We saw the same thing in 2014 when McDaniel challenged Cochran to debate but Ole Thad repeatedly declined.
And we know why Cindy refused to debate. Not a very polished or effective speaker, with trouble answering even basic questions, she would be crushed by McDaniel and forced to explain her career as a Democrat and a Hillary Clinton supporter. It wouldn’t go very well.
So why did Espy suddenly bail out? I think there are four possible reasons why he decided at the last minute not to participate. It could be one or a combination of these reasons.
One: Many McDaniel supporters understandably concluded from the first moment that the powers-that-be, the Establishment, the Barbour Boys, got to Espy and through some nefarious method persuaded him to cancel, not wishing to give McDaniel a platform to espouse his true conservative message. As untrustworthy as I am of the Establishment and their motives, I don’t really buy this reasoning in totality. It might be true, to some degree, but there’s no way to know for sure. What could Espy have possibly been promised? I think more practical reasons are possible.
Two: It’s likely that Espy agreed to the debate early on thinking that Hyde-Smith would be forced to join the crowd. He would then be the major Democrat on the stage and could rise above the possible fray, sitting back and watching with joy as McDaniel and Hyde-Smith ripped each other to shreds, all at the behest of the media minions who would be asking the debate questions.
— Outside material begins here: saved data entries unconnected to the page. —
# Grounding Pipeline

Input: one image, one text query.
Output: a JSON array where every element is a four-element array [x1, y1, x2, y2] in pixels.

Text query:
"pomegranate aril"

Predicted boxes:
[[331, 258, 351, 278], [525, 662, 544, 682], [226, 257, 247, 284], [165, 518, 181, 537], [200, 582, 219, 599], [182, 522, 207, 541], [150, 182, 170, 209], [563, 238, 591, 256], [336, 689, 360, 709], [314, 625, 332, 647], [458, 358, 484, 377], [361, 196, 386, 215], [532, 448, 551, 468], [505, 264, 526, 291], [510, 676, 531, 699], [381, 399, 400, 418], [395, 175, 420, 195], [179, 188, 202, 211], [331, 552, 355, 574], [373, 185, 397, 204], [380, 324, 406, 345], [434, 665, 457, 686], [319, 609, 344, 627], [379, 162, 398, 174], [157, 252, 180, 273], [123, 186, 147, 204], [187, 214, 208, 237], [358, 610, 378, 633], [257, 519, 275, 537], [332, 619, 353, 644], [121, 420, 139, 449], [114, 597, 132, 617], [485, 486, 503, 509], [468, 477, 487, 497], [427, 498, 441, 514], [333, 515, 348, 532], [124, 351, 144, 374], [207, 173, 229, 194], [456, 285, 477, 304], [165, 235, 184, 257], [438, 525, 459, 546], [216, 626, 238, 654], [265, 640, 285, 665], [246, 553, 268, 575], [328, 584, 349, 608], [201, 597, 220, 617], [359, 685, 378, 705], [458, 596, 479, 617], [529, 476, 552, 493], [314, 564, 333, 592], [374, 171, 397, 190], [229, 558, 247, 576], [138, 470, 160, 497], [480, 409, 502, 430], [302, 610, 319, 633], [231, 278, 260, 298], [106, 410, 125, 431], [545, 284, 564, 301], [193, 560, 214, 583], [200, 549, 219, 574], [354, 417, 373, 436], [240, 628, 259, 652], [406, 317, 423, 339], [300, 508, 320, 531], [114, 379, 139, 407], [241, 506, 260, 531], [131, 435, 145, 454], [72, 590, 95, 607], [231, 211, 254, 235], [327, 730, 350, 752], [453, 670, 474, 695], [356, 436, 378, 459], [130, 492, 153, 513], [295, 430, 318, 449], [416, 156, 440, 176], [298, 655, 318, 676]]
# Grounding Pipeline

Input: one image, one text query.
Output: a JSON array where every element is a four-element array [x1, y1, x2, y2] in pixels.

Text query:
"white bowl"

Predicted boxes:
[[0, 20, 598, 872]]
Remember, the mainstream media loves to watch Republicans fight each other and there’s almost no chance the state’s political pundits could resist stoking a McDaniel battle with Hyde-Smith. With Espy, and the help of the media, glossing over his record, he would then seem like the more rational candidate.
Three: It is very likely that Espy could have taken a hard look at some serious polling data, particularly the internal numbers, and rightfully concluded that McDaniel just might be headed for a victory over Hyde-Smith, setting up a probable Espy-McDaniel runoff three weeks later. So, since Hyde-Smith would be there to squabble with McDaniel, why give McDaniel an easy platform to rip into Espy’s ties to the Clintons, his past corruption, and his very liberal voting record?
Four: Giving Chris McDaniel any platform at all is a very dangerous undertaking, and the Establishment knows it. In Remember Mississippi I called it the “Reagan Effect”:
In 1980, Jimmy Carter had based his entire campaign, not on his dismal record, but on making Ronald Reagan look like a dangerous, radical, extremist who couldn’t be trusted with presidential power. Listening to the Carter message, one could reasonably conclude that Reagan must have possessed horns, a pointed tail, and carried a pitchfork. Yet after their lone debate that fall, when Reagan wiped the floor with the president, people around the country realized that this Reagan fellow was not dangerous, not extreme, and certainly not radical. The debate had a humanizing effect, if you will, and completely obliterated the Carter message. Cochran’s team had the same fears. Chris McDaniel, a young, energetic, dynamic candidate, on statewide television, in contrast to an older, feebler, and not always lucid senior senator, would come off as rational and in line with the thinking of most Mississippi Republicans. The Carter mistake could not be repeated. It was simply too big of a risk to take.
Espy and Hyde-Smith won’t make that mistake either, so there will be no debate and, in all honesty, the odds are there was never going to be one under any circumstances.
But regardless of any reasoning for the cancellation, the bottom line is this: Chris McDaniel has the courage to debate all of his opponents, anywhere, anytime. He’s not afraid of a debate stage, the media and their probing questions, or in espousing his true conservative message. On the other hand, his opponents do not possess his courage nor do they believe the people are worthy of a debate, which is why neither will show up.
And if they won’t debate on television in front of the people of the state of Mississippi, then they are not worthy to serve in the US Senate and should drop out of the race.
In short, if they won’t debate, they must vacate.